Tim : “When we toured with the Mondays well before this Manchester thing, we were beginning to get big audiences and a great vibe. You can’t win. Someone said ‘Oh you’re getting popular now because The Smiths had gone,’ but The Smiths have been gone for years now. So then it’s ‘well, The Stone Roses are doing well’. How can you argue with that?
And are these the happpiest times ever for the James gang?
Tim : “Musically, yes. My personal life is in a shambles. But everything to do with the band is very exciting and uplifting at the moment.”
And does the imminent threat of fame appeal to you?
“It used to frighten us; back in the days when everyone was saying it was bound to happen. But then it passed us by. We thought ‘we’ll never know’. Now we can’t wait. I’m getting used to all that strange business about feeling watched all the time. Being asked for autographs in nightclubs. And then there’s the sex……”
“The feeling of it being around all the time. The constant availability. It’s both very frightening and very exciting.”

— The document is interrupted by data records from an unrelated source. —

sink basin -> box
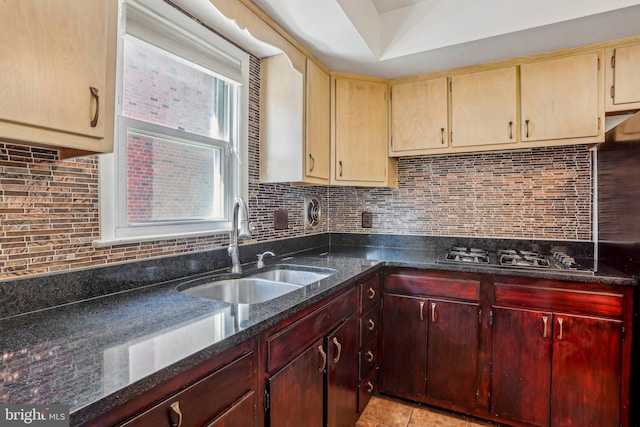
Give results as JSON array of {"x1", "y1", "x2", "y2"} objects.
[
  {"x1": 177, "y1": 265, "x2": 336, "y2": 304},
  {"x1": 179, "y1": 277, "x2": 302, "y2": 304},
  {"x1": 248, "y1": 267, "x2": 335, "y2": 286}
]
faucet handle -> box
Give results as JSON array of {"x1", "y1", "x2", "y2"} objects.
[{"x1": 256, "y1": 251, "x2": 276, "y2": 268}]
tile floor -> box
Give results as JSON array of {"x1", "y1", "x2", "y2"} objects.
[{"x1": 356, "y1": 396, "x2": 495, "y2": 427}]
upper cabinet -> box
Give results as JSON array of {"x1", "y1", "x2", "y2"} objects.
[
  {"x1": 520, "y1": 51, "x2": 604, "y2": 145},
  {"x1": 390, "y1": 77, "x2": 449, "y2": 156},
  {"x1": 605, "y1": 44, "x2": 640, "y2": 112},
  {"x1": 260, "y1": 54, "x2": 331, "y2": 184},
  {"x1": 331, "y1": 75, "x2": 397, "y2": 187},
  {"x1": 0, "y1": 0, "x2": 117, "y2": 157},
  {"x1": 450, "y1": 66, "x2": 518, "y2": 147}
]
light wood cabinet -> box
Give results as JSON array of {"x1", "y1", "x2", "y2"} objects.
[
  {"x1": 0, "y1": 0, "x2": 118, "y2": 157},
  {"x1": 605, "y1": 44, "x2": 640, "y2": 112},
  {"x1": 520, "y1": 51, "x2": 604, "y2": 145},
  {"x1": 260, "y1": 54, "x2": 331, "y2": 184},
  {"x1": 331, "y1": 75, "x2": 397, "y2": 187},
  {"x1": 390, "y1": 77, "x2": 449, "y2": 156},
  {"x1": 451, "y1": 66, "x2": 518, "y2": 147}
]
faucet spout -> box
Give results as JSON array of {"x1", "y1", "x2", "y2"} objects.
[{"x1": 227, "y1": 197, "x2": 251, "y2": 273}]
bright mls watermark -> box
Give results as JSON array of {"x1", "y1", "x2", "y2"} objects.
[{"x1": 0, "y1": 404, "x2": 69, "y2": 427}]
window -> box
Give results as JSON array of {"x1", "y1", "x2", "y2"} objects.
[{"x1": 96, "y1": 0, "x2": 249, "y2": 245}]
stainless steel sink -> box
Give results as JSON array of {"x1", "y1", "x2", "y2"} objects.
[
  {"x1": 248, "y1": 267, "x2": 335, "y2": 286},
  {"x1": 177, "y1": 264, "x2": 336, "y2": 304},
  {"x1": 179, "y1": 277, "x2": 302, "y2": 304}
]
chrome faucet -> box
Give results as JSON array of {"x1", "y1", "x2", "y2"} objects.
[
  {"x1": 256, "y1": 251, "x2": 276, "y2": 268},
  {"x1": 227, "y1": 197, "x2": 251, "y2": 273}
]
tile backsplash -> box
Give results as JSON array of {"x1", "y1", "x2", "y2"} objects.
[
  {"x1": 0, "y1": 53, "x2": 592, "y2": 280},
  {"x1": 329, "y1": 146, "x2": 593, "y2": 240}
]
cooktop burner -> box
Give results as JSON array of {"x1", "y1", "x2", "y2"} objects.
[{"x1": 436, "y1": 246, "x2": 593, "y2": 274}]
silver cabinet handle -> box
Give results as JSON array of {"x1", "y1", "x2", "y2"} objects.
[
  {"x1": 169, "y1": 401, "x2": 182, "y2": 427},
  {"x1": 318, "y1": 345, "x2": 327, "y2": 372},
  {"x1": 89, "y1": 86, "x2": 100, "y2": 128},
  {"x1": 332, "y1": 337, "x2": 342, "y2": 363},
  {"x1": 558, "y1": 317, "x2": 564, "y2": 341},
  {"x1": 309, "y1": 153, "x2": 316, "y2": 172}
]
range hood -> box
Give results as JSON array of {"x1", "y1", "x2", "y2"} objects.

I bet. That night in Birmingham the James World Cup Tour 1990 came to an exhilirating end. I was converted for the second time in a week. The air crackled. The rafters rang. And by Sit Down the band gave up and simply let the crowd sing the chorus in proof that sometimes pop music can still be powerfully affecting without resort to schmaltz or overblown, fake sentiment.
Backstage there is an intoxicating, gentle euphoria. For me, there is the joyous realisation that pop music doesn’t have to pick its spots and pull some potato-faced sneer in the mirror of its mum and dad’s house to be wildly, dangerously brilliant. Backstage, a hugely, tipsily pregnant woman gets Tim to sign the stomach wherein resides her unborn child. Is this making you feel sick, rock n rollers? Good. You’ll be getting a hell of a lot sicker before this party is over.